Just A Little Too Much – Unrelated Cluster of Brucella Positive Cases in a Community Hospital

A 65 year old, patient 1, who did not have a travel history outside the United States, presented at the ED for hematuria, left upper quadrant pain, generalized weakness, and a fever of 100°F. He was admitted for suspected viral illness causing idiopathic thrombocytopenia and acute cholecystitis. However, CT scan and RUQ ultrasound upon admission was negative for cholecysitits. His AST and ALT were elevated. Blood parasite smears were ordered to rule out Babesia, which were negative. HIV and Ehrlichia antibodies were also negative. Blood cultures (BC) were also drawn on hospital day (HD) 1.

His BC became positive 3 days after incubation, with the initial Gram stain showing tiny gram negative coccobacilli (Figure 1).
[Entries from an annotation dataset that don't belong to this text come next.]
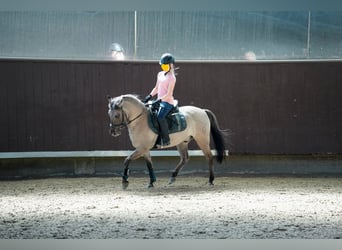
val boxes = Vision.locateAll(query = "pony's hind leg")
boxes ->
[169,142,189,184]
[144,153,157,188]
[197,142,215,186]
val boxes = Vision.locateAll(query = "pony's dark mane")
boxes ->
[120,94,145,107]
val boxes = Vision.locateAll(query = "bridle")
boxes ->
[109,105,146,130]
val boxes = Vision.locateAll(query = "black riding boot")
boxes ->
[159,119,170,147]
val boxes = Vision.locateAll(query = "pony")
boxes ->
[107,94,228,189]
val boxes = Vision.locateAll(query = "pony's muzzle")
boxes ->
[109,124,121,137]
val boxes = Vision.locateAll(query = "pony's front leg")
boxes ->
[122,150,141,189]
[122,156,131,189]
[144,153,157,188]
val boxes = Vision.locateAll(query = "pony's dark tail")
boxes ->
[204,109,228,163]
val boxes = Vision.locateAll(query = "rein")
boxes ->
[110,105,146,129]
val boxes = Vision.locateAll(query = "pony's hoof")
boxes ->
[122,180,129,190]
[169,177,176,185]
FilmArray Blood culture Identification panel-2 (BCID-2) returned negative. BC broth was sub-cultured to Blood, chocolate, and MacConkey agar plates and a haze of growth was observed on the BAP (Figure 2) and Choc plates after 48 hours of incubation. No growth on MAC. Our laboratory could not rule out Brucella or Burkholderia after a battery of biochemical tests (oxidase: strong positive, catalase positive, no satellite growth, nitrite positive) performed in BSL3. The isolate was then referred to the state department of health (DOH), which provided a final identification of Brucella suis. The history revealed that he ate raw beef and sushi a week before his symptoms appeared.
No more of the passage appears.